I think the main problem is that I cook using my memory instead of logic. I remember what foods tasted like so I'm sure I can replicate past meals by mixing the flavours I can recall. But I am also terribly terribly impatient. I'm way beyond "Don't have pasta sauce? Try a can of seasoned tomatoes!" I'm more of a "Don't have pasta sauce? What about squash?" kinda girl. I keep trying to break myself of this bad habit but so far without success. I can't stand the thought of buying everything I need for a recipe and then getting home and discovering that I am missing, say, lemons. And then what? Do I walk back to the store and buy lemons? That's an hour and a half of walking! Do I NOT make supper? Or do I look at this recipe and say "You know what? I think I may have lemonade somewhere."
Case in point. When we lived in Toronto I adored walking to the Chinese outdoor markets near our house. One of my favourite activities was randomly selecting a product that I couldn't identify, and then bringing it home and cooking it. I tried this with bittermelon, although I was very good and asked the two asian women running the stall what it was called and what to do with it. They said peel it, soak it and fry it. Then serve it with beef. I did, and it was disgusting. One of those times you take out the seeds and peel the vegetable and the amount of flesh left after that is so minimal you wonder why people eat it at all. Then again, I went to an asian grocery store and bought Japanese noodles with a spicy sauce and they were just lovely. A definite repeat, so you never know.

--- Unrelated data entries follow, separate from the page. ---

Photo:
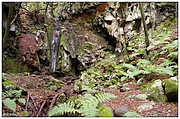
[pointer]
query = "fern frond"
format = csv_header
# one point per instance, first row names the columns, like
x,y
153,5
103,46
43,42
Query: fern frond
x,y
62,109
102,97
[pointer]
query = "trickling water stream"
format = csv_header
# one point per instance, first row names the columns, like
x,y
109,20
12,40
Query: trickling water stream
x,y
54,49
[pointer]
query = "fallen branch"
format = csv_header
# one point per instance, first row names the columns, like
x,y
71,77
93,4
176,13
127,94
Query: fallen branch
x,y
44,102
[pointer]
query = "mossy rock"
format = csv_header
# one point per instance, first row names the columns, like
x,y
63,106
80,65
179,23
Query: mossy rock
x,y
171,89
155,91
104,111
12,65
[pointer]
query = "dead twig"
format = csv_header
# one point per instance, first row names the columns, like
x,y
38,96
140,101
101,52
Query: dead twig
x,y
34,103
44,102
27,102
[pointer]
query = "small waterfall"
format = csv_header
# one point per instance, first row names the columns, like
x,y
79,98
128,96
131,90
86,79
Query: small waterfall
x,y
54,49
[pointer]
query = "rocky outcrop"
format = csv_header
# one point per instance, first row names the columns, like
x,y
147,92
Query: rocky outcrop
x,y
155,92
171,88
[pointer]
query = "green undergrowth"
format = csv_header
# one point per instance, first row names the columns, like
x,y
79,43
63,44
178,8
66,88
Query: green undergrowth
x,y
161,62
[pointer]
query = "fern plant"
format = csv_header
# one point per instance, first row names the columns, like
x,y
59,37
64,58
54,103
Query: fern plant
x,y
85,105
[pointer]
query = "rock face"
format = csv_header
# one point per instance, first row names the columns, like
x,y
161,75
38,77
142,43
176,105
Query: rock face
x,y
120,111
156,92
105,111
171,89
145,107
28,47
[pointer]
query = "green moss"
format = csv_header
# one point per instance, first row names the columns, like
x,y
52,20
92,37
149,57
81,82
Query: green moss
x,y
105,111
155,91
171,89
171,86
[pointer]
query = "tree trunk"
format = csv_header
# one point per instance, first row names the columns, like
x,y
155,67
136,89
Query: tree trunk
x,y
10,13
145,27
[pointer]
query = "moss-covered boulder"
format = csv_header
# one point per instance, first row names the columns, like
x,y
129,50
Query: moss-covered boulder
x,y
171,89
155,92
12,65
105,111
120,111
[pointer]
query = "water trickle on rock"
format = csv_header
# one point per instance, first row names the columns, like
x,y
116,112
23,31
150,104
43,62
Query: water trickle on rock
x,y
54,49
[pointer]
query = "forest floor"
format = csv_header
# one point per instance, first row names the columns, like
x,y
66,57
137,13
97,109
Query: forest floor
x,y
169,109
36,98
42,91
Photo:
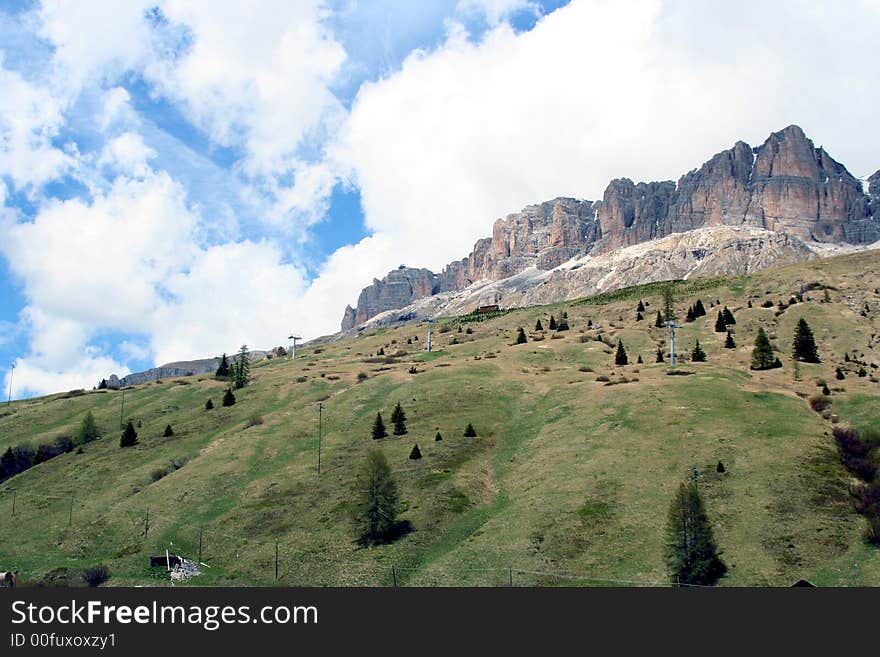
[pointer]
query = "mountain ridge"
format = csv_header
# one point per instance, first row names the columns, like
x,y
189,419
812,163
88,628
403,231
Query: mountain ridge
x,y
786,185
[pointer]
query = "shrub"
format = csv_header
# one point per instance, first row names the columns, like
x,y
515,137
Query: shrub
x,y
96,575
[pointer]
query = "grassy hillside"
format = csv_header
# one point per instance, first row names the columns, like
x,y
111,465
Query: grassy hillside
x,y
567,482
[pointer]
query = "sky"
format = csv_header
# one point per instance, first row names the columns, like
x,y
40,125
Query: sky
x,y
180,177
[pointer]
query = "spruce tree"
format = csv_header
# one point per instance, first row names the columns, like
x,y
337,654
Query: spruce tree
x,y
398,419
88,430
379,431
129,436
691,553
376,501
804,345
620,357
223,367
762,354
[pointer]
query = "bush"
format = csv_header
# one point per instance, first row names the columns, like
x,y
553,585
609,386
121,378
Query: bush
x,y
96,575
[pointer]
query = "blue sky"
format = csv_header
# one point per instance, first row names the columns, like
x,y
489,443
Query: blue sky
x,y
180,177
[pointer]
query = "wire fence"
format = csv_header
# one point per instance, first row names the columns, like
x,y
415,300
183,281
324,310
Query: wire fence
x,y
73,525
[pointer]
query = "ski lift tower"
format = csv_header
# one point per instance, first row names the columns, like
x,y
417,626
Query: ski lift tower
x,y
672,326
430,321
294,338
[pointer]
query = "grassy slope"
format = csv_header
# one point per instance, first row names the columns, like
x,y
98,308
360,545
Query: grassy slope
x,y
567,476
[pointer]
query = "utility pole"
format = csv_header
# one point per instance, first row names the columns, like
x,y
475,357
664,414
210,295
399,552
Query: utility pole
x,y
293,348
672,326
122,409
320,420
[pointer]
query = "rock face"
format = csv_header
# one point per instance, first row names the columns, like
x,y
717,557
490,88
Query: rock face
x,y
786,186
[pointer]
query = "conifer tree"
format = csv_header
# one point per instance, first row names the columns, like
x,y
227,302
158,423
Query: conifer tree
x,y
129,436
398,419
728,341
691,553
376,500
88,430
762,354
379,431
804,346
223,367
620,357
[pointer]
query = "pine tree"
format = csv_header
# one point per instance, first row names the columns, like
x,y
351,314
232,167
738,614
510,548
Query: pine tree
x,y
691,553
804,346
129,436
762,354
398,419
379,431
376,500
88,430
241,368
620,357
223,367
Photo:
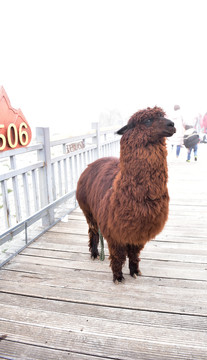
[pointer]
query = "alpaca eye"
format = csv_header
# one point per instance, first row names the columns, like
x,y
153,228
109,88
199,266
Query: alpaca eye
x,y
148,122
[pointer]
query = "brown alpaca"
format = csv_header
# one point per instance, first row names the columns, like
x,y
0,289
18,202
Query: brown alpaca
x,y
127,198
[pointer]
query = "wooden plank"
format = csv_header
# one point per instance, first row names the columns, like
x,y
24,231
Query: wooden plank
x,y
149,267
41,273
155,319
134,296
106,346
163,256
15,350
102,327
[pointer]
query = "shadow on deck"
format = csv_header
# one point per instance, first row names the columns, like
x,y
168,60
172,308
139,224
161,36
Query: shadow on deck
x,y
56,303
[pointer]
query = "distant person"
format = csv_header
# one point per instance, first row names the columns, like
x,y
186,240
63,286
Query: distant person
x,y
204,123
191,140
177,138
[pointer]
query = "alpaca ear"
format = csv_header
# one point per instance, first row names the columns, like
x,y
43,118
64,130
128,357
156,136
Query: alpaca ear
x,y
123,130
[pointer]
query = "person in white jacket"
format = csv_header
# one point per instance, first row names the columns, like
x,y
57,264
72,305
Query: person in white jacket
x,y
191,140
177,138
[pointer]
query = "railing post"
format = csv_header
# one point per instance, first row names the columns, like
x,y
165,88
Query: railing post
x,y
45,174
96,126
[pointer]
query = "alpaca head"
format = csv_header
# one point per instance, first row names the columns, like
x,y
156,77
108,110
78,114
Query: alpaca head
x,y
150,124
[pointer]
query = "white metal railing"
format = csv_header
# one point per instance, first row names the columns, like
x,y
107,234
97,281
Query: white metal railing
x,y
37,180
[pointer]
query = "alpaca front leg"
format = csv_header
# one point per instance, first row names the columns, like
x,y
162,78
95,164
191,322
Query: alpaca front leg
x,y
133,254
118,258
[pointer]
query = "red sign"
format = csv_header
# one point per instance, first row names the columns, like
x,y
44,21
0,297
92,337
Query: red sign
x,y
15,131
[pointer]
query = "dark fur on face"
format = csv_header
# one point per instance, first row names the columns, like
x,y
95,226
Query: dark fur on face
x,y
127,198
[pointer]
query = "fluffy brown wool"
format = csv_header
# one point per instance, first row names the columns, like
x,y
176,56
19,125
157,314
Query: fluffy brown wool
x,y
127,198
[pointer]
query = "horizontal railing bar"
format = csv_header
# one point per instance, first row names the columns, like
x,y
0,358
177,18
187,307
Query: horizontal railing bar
x,y
15,172
71,154
72,139
12,231
32,240
20,151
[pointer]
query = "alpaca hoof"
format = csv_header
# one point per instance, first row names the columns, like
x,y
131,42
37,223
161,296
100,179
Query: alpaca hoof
x,y
95,256
118,279
136,274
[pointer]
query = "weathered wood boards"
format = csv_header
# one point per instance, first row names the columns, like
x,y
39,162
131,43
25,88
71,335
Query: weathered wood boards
x,y
56,303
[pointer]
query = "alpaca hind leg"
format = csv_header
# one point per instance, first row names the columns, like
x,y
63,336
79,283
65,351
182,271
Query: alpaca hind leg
x,y
133,254
92,233
93,243
118,258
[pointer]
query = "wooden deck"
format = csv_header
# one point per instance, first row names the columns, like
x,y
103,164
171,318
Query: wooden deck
x,y
56,303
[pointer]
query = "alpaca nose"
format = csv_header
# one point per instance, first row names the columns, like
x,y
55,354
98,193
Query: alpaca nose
x,y
169,123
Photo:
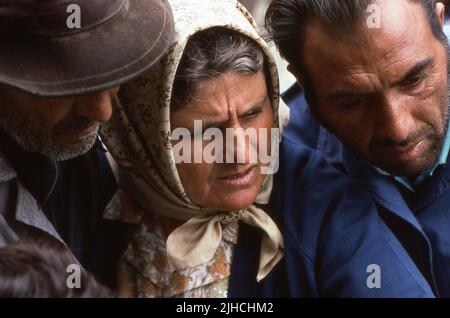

I suppose I should count myself lucky that I married the one man in the world who would dutifully eat anything you put in front of him. Even his 'I will absolutely under no circumstances eat that' list is somewhat flexible. He has eaten all sorts of stuff that sometimes even I am slightly nervous about. And I'm not nervous about a lot of food. I can't afford to be, it's a survival instinct around here. Don't be afraid, though, if you come to dine, I'll make you pasta. Or something pasta-y, at least.